Pohokura permit operator Shell Todd Oil Services recently confirmed industry rumours that the Ocean Bounty, which is presently drilling the Casino-1 well for Santos and Strike Oil, is to drill the Pohokura North-1 well in licence PEP 38459 from late September-early October.
There is an option in the contract which will permit the rig to also be used on the more southern Maari field, in PEP 38413, if the Maari partners approve an appraisal well of that marginal discovery.
The aim of the Pohokura North well is to ascertain the northern extent of the 1tcf-plus gas-condensate field and to further evaluate the geological and petrophysical properties in this region of the field.
STOS acts as Pohokura and Maari operator and is about to start the Pohokura South-01 well from an onshore site near the Methanex Motunui complex to test the southern limit of the field for the Pohokura partners - Shell New Zealand, Todd Energy and Germany's Preussag Energie.

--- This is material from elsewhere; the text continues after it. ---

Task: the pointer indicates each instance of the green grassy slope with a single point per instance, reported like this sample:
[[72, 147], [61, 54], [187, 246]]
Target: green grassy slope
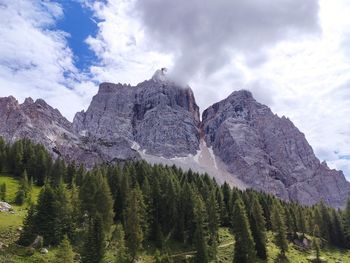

A Maari appraisal well may be one of the last things done by STOS before the Maari partners - Shell and Todd and Austria's OMV Petroleum - have to decide whether to proceed with commercial development of the marginal discovery or to relinquish the permit, the second term of which expires next January.

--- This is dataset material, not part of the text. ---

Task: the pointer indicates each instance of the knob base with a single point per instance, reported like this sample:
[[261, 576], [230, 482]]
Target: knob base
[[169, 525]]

In early 2000, then Shell NZ petroleum manager Martin Trachsel Shell believed an economic development of approximately 40 million barrels was possible, even at low oil prices, based on production from the Maari prospect alone, and not from the nearby Pike prospect, also within PEP38413. However, more recently Shell has been wanting to exit Maari as the field does not meet Royal Dutch Shell's strict international criteria of 15-18% return on capital, 3% year-on-year production growth and 3% reductions in operating costs.
There are also industry rumours that major Conoco, which has committed to drill in PEP 38602 by next April, is going to pick up the Ocean Bounty after the Pohokura/Maari programs for its second well off Northland.